The theory was that, mistaking the buzz of the vuvuzelas for the sound made by a queen bee in distress, the swarm was closing in on the stadium, intent on protecting the queen from whatever was causing her to issue the distress signal.
The swarm was still far enough away that if everyone stopped tooting, the swarm might disperse and everyone would be OK.
The game was stopped immediately and the fans were told about the situation in English, Afrikaans, German, and several other languages, and then told to stop tooting their vuvuzelas.
The stadium was tense but quiet for a few minutes, and everything seemed fine until one fan couldn't resist anymore and tooted his vuvuzela.
Just once.
But then another fan did, too, and then another and another and within five minutes the whole stadium was so loud with the buzz of vuvuzelas that nobody could hear the desperate yelling of the stadium managers pleading with everyone to stop.
When the buzzing was at its nadir, a dark cloud of millions of killer bees enveloped the stadium and wreaked havoc on all in attendance. It was a rainstorm of bees, a blizzard.
After it was over, the stadium was in tatters and tens of thousands were injured.
A state of emergency was declared, and the remaining World Cup games in Durban were postponed indefinitely. The Red Cross and South Africa's military set up ad hoc field hospitals to handle the overflow from the hospitals.
The survivors of the swarm were put in quarantine and their conditions were closely monitored. As the days passed, the welts and blisters from their countless stings grew in size and density. This was accompanied by an increase in body temperature that the more jaded among the medical community referred to as World Cup Fever.

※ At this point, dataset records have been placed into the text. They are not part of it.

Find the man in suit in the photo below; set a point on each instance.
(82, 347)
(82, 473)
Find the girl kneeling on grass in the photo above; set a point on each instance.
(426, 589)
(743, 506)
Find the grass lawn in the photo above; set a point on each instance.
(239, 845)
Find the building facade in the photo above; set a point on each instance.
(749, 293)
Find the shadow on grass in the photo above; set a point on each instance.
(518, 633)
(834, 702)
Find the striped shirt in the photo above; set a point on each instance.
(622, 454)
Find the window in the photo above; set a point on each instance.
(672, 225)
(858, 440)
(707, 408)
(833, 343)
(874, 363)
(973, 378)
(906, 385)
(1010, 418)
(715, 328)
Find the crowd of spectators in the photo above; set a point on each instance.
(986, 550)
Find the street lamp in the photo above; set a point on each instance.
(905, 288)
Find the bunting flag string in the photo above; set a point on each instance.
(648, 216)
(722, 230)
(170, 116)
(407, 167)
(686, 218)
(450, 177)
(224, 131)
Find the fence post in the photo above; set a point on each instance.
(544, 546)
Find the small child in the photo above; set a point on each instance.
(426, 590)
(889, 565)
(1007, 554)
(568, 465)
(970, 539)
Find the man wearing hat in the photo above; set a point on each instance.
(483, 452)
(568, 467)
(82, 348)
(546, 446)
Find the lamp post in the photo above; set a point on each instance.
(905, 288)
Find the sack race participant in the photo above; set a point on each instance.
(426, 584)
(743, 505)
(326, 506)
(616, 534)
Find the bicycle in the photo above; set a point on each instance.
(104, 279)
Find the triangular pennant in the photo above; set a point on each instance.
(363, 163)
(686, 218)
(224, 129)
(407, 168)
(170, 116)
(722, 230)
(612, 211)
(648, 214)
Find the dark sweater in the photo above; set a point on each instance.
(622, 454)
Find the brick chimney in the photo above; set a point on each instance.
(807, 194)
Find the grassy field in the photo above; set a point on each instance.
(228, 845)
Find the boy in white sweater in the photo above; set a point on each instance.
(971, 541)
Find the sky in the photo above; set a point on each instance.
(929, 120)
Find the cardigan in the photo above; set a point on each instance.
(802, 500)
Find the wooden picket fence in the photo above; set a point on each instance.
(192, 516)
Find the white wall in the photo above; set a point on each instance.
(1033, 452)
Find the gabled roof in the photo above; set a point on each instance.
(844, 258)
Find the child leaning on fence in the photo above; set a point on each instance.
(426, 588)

Within a week, the survivors were all in comas, and their blisters had grown so large that they had become connected and continued to grow until they formed a sort of blister cocoon around each survivor.
Meanwhile, South African apiologists managed to find the origin of the swarm, and were shocked to discover that they were of a species thought to have been extinct since the stone age. Their hive was inside a rock formation several miles outside of Durban. The theory was that in the absence of their queen, they had gone into what the apiologists called uber-hibernation or "ubernation." And they'd been in that state of suspended animation for several millenia until being awakened by the vuvuzelas that, as coincidence had it, perfectly replicated the tone and pitch of the queen's buzz.
Incredibly, none of what happened in Durban caused a change in the behavior of World Cup fans in Johannesburg or Capetown. Just as those in Durban had done, they blew their vuvuzelas, awakening similar swarms of prehistoric bees that also put them in sting-induced comas/cocoons.
For the next two weeks, close to two hundred thousand soccer fans from around the world lay in suspended animation within their bee sting cocoons. As much as possible, doctors monitored their status, and, aside from the fact that they were in cocoons, health-wise, everything was relatively normal.
At the next full moon, the cocoons opened suddenly, and everyone emerged, coated with thick, goopy honey. Once that was washed off, it was discovered that they were all perfectly healthy. The only difference was that each person now had a stinger on his or her backside. Not too big, not too small. Just the right size to be sheathed by the very same vuvuzelas that had gotten them into that mess in the first place. In fact, that's what they did. To prevent themselves from accidentally stinging anyone, people with stingers wore their vuvuzelas over the stingers, and held the vuvuzelas in place with belts or rock climbing harnesses. It was a bit unwieldy, but it worked.
And once everyone was satisfied that there were no other major effects of the bee attacks, and once all the remaining bees had been rounded up and placed in labs for further study, and once everyone felt reasonably sure that the bee dangers were behind them, and once the stadiums were repaired, the World Cup resumed.
And undoubtedly, the games were exciting. But without everyone tooting their vuvuzelas, the Cup just didn't generate the same buzz.